What does it mean a currency to be Overbought and Oversold?

Alain Verleyen
Moderator
33490
Alain Verleyen  
MetaSky:

What does it mean a currency to be Overbought and Oversold?

In my opinion : nothing.

If you need more classical answer, see here for example. Please use the search engine before posting.

tabi9879
5
tabi9879  
MetaSky:

What does it mean a currency to be Overbought and Oversold?

When something is bought over and over, it is called overbought, and when something sold over and over it is oversold. 
Dua Yong Rew
5524
Dua Yong Rew  
MetaSky:

What does it mean a currency to be Overbought and Oversold?

when the supply is not that big yet the price is so cheap means oversold.
Sergey Golubev
Moderator
99078
Sergey Golubev  

I am about for waking this old thread up but it may be good place for posting it sorry

Forum on trading, automated trading systems and testing trading strategies

Press review

newdigital, 2014.04.24 19:29

Overbought vs. Oversold (baseed on dailyfx article)
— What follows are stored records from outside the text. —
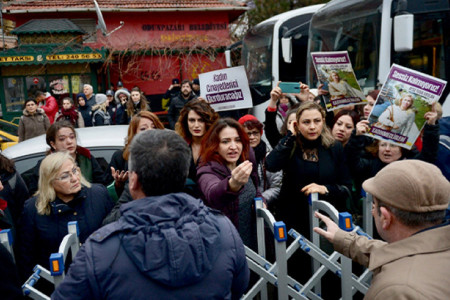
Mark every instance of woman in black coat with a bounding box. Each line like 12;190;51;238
0;153;30;238
266;102;352;290
17;152;113;279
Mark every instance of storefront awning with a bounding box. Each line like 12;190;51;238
0;44;106;66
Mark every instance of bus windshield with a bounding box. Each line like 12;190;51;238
307;0;382;93
241;21;275;105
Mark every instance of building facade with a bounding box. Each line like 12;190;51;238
0;0;247;119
  • Overbought means an extended price move to the upside; oversold to the downside.
  • When price reaches these extreme levels, a reversal is possible.
  • The Relative Strength Index (RSI) can be used to confirm a reversal.
Like many professions, trading involves a lot of jargon that is difficult to follow by someone new to the industry. It’s our job as instructors to fill in as many knowledge gaps as possible to make the education process as simple as possible. Today, we will take a look at what it means for a currency pair to be overbought or oversold, and most importantly, what trading opportunities arise from these situations.

Overbought vs. Oversold

These two terms actually describe themselves pretty well. Overbought describes a period of time where there has been a significant and consistent upward move in price over a period of time without much pullback. This is clearly defined by a chart showing price movement from the “lower-left to upper-right” like the chart shown below.

Learn Forex: USDJPY Hourly Chart – Overbought


The term Oversold describes a period of time where there has been a significant and consistent downward move in price over a period of time without much pullback. Basically a move from the “upper-left to the lower-right.”

Because price cannot move in one direction forever, price will turn around at some point. Currency pairs that are overbought or oversold sometimes have a greater chance of reversing direction, but could remain overbought or oversold for a very long time. So we need to use an oscillator to help us determine when a reversal is actually occurring.

But, we must be patient before we enter our trades, because sometimes the RSI can stay overbought or oversold for quite awhile. The worst thing we can do is try to pick a top or a bottom of a strong move that continues to move into further overbought or oversold territory. So we must wait until the RSI crosses back under 70 or crosses back above 30.

When the RSI falls below 30, same rules apply. We want to wait until the RSI crosses back above 30 before we place a buy trade.